An area covering 700,000 hectares (1.7 million acres) in northern Argentina has become overrun with a locust infestation unlike any that the country has seen in over half a century. The cause of the plague is currently an issue of hot debate, with some pointing to climate change as the spark for the sudden explosion of insects, while others blame government complacency, saying insufficient effort was made to nip the problem in the bud when population numbers began to rise last year.
Rural Confederations of Argentina – an organization representing around 100,000 farmers – recently reported (in Spanish) sightings of swarms measuring 7 kilometers (4.3 miles) in length and 3 kilometers (1.9 miles) in depth. Considering each locust can eat its own body weight every day, the sheer numbers involved in these swarms could ravage local crops.
Locusts have long posed a threat to northern Argentina. Farmers in the region have had to battle against infestations for several centuries, with one particularly catastrophic plague wiping out 75 percent of the corn harvest in the state of Santa Fe in 1875. While pest control measures have advanced over the years, unseasonal weather events can still have a dramatic effect on locust populations, often giving them the upper hand – which could explain the current infestation.
In November of last year, the Food and Agriculture Organization (FAO) of the United Nations warned of an impending locust surge in the Middle East and North Africa, after unusually heavy rainfall and warm temperatures associated with El Niño created optimal conditions for the bugs to thrive.
According to FAO senior locust forecasting officer Keith Cressman, “Extreme weather events, including torrential downpours, have the potential to trigger a massive surge in locust numbers.
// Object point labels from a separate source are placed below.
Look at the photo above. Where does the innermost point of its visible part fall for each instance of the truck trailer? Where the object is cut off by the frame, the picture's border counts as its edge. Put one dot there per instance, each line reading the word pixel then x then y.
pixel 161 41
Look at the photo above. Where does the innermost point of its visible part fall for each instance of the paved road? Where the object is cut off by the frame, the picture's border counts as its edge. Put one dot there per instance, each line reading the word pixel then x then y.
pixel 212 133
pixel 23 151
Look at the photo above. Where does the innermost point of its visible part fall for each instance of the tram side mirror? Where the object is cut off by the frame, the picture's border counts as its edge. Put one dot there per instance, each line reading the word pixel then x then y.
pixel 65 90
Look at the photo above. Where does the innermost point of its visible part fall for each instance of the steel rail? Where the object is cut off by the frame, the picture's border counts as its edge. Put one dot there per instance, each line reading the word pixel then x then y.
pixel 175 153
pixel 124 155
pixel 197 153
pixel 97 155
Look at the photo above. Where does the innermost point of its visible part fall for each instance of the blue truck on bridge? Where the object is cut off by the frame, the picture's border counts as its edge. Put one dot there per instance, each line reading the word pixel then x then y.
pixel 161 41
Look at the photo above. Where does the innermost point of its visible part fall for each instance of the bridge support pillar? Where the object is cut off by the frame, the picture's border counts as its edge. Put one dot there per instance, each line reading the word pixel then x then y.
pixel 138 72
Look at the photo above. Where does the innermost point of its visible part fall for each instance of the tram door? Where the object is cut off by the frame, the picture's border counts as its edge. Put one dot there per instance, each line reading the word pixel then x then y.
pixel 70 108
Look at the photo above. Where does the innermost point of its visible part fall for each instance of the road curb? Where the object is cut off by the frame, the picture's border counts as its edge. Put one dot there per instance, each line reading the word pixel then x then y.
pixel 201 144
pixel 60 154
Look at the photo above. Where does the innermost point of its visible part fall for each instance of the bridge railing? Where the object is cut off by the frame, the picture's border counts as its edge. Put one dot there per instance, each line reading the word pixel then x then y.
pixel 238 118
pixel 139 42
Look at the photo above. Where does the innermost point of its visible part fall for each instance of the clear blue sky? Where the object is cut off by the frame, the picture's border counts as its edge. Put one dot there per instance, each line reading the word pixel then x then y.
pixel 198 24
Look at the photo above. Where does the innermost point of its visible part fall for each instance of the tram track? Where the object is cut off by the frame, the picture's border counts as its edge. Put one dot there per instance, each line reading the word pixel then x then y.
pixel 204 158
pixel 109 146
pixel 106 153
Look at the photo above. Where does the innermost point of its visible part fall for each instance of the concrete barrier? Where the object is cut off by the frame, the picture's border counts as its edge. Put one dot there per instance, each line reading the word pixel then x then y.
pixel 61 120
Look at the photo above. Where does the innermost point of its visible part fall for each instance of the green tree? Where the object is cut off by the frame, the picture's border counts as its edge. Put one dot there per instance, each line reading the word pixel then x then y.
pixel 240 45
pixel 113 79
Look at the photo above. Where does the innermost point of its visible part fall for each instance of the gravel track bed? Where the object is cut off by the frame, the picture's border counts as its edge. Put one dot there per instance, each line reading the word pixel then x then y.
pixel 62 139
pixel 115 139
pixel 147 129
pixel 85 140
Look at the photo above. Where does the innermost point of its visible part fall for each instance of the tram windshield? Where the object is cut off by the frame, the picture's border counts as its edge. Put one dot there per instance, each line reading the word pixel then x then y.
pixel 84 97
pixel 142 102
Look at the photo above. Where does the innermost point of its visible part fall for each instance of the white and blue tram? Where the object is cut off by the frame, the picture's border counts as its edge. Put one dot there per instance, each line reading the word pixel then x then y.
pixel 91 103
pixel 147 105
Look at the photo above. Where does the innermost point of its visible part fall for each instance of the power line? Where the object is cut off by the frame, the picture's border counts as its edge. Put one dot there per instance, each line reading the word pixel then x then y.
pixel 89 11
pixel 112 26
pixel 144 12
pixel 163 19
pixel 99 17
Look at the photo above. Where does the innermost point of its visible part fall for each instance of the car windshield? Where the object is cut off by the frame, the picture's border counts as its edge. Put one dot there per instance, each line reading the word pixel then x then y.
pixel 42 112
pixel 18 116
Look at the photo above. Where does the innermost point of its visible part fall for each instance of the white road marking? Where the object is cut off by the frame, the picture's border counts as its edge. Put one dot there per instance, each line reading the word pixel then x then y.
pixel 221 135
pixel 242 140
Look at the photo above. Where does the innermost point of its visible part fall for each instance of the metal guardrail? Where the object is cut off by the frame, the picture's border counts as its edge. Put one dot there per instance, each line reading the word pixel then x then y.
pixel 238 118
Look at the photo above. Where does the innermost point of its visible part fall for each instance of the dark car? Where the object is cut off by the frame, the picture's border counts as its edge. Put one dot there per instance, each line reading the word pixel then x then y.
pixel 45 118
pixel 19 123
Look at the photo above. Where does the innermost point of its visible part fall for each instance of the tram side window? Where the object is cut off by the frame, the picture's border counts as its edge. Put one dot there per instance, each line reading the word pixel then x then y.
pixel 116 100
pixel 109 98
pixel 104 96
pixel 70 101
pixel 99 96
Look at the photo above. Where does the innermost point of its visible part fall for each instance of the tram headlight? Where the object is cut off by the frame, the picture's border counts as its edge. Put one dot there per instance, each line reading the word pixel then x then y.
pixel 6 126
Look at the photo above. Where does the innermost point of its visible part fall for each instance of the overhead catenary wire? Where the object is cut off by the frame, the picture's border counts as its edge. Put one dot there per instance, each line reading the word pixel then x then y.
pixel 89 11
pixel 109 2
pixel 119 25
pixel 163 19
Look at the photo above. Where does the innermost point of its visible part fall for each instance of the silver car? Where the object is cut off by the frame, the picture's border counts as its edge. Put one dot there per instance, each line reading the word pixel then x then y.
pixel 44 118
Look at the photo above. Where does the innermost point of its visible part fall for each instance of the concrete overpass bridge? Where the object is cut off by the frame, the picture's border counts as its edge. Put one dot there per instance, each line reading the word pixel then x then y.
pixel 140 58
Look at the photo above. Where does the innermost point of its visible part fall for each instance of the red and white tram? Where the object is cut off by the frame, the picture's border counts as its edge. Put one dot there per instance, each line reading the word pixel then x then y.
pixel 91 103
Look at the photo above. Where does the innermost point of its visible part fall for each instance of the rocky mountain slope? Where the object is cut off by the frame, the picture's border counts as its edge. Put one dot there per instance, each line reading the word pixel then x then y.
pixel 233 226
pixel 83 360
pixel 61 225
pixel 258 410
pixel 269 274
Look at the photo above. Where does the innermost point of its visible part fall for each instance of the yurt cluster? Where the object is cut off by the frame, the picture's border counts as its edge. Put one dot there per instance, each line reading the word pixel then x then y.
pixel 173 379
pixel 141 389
Rain provides moist soil for the insects to lay their eggs, which in turn need to absorb water, while rains also allow vegetation to grow which locusts need for food and shelter.”
The recent southern-hemisphere winter was the third warmest on record in Argentina, and the wettest since 1932, which could well explain the current locust plague. Large numbers of the insects first began to appear in the north of the country in June – as can be seen in the video below – sparking fears of an impending infestation of unprecedented proportions.
Many are now blaming the administration of then-president Cristina Kirchner, who is accused of not taking recent warnings – such as that issued by the FAO – seriously enough. Whether or not the current situation could have been avoided by taking stronger action last year is unknown, although attention is now turning to what can be done to bring the country’s worst locust plague in 60 years under control.
Fumigation teams have managed to identify and exterminate 60 breeding sites, killing the locusts while in their infant stage, before they develop the ability to fly. This phase of their lifespan is thought to last about ten days, providing a window of opportunity for the authorities to terminate them before they form into swarms. However, since much of the terrain in the affected areas is inaccessible, it is not possible to know how many other breeding sites may exist.